Patientenkolloquium am UKB Wenn ein Elternteil an Krebs erkrankt

Bonn · Beim nächsten Patientenkolloquium des Universitätsklinikums Bonn geht es um die Bedürfnisse der Familie, wenn ein Elternteil an Krebs erkrankt ist. Wo gibt es Unterstützung für Erwachsene und Kinder?

 Psychoonkologin Dr. Angela Klein im Gespräch: Ist ein Elternteil an Krebs erkrankt, betrifft das die ganze Familie.

Psychoonkologin Dr. Angela Klein im Gespräch: Ist ein Elternteil an Krebs erkrankt, betrifft das die ganze Familie.

Foto: Rolf Müller/UKB

Die Diagnose Krebs ist ein Schock, den jeder Mensch zunächst einmal für sich selbst verarbeiten muss. Doch der unvermeidbare nächste Schritt ist ebenso schwer, wenn nicht sogar noch schwerer: Wann und wie sage ich es meiner Familie? Wie wird sie damit fertig, wenn plötzlich nichts mehr so ist wie zuvor? Wenn der andere Elternteil sich um die Partnerin oder den Partner sorgt und zugleich versucht, den gewohnten Alltag so weit wie möglich aufrechtzuerhalten – mit all den Aufgaben, die sich beide bislang geteilt haben. Wie viel Zeit und Raum bleibt dann noch für die Bedürfnisse der Kinder, ihre Ängste und Wünsche?
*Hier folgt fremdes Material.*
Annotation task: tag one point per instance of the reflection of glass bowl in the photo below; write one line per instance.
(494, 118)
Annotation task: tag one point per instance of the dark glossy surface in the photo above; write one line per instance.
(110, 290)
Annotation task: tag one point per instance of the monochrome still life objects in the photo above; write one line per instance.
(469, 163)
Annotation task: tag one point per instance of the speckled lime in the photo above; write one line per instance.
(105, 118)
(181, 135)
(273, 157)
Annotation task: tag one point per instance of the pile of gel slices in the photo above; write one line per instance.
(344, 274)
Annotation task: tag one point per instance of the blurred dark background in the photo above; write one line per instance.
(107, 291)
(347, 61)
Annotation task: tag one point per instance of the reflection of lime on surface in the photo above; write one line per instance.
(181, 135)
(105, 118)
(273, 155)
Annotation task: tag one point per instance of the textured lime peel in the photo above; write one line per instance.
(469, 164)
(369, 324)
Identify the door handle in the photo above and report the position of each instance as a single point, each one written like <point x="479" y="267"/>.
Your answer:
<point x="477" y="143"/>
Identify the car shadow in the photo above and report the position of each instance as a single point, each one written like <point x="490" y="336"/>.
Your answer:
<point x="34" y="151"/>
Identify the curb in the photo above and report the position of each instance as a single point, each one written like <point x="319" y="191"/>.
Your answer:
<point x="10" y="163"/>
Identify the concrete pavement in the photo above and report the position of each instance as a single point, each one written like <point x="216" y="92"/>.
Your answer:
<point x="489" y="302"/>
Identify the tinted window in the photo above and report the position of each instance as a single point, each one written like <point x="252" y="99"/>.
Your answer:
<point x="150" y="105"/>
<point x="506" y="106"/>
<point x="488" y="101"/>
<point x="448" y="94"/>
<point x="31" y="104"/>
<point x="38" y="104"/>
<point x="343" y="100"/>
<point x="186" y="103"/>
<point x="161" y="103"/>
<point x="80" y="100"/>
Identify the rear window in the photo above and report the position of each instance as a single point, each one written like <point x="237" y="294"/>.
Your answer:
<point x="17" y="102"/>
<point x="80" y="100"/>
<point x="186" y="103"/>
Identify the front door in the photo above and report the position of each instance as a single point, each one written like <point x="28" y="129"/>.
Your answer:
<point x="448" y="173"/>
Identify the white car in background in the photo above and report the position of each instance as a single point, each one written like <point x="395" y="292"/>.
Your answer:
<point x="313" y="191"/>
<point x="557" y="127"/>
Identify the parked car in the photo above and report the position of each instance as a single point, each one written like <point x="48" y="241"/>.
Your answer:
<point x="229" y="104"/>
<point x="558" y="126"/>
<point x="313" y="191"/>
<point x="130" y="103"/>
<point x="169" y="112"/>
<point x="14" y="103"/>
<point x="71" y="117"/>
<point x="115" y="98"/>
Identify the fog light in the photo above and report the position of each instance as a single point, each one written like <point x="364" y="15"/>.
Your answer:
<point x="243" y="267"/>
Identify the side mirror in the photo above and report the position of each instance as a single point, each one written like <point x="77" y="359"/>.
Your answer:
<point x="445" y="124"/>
Für rund bundesweit 100.000 Familien pro Jahr (Quelle: Robert Koch-Institut) stellen sich diese Fragen ganz real und konkret. „Im Medizinsystem wird viel für die Patientinnen und Patienten getan. Doch wie sieht es beim Blick auf die gesamte Familie aus? Das Thema bekommt zwar immer mehr Aufmerksamkeit, aber noch zu wenig.“ Das findet Professorin Franziska Geiser, Direktorin der Klinik für Psycho­somatische Medizin und Psychotherapie am Universitätsklinikum Bonn (UKB). Gemeinsam mit Dr. Angela Klein (Leitende Psychologin der Gynäkologischen Psychosomatik, Klinik für Gynäkologie und Gynäkologische Onkologie) und Kerstin Liebing (Diplom-Heilpädagogin, Familienberaterin und Paartherapeutin) wird sie beim nächsten Patientenkolloquium des UKB am Donnerstag, 19.Januar, den Fokus darauf richten, was Familien in dieser Situation am meisten belastet, was sie brauchen und wo sie Unterstützung finden.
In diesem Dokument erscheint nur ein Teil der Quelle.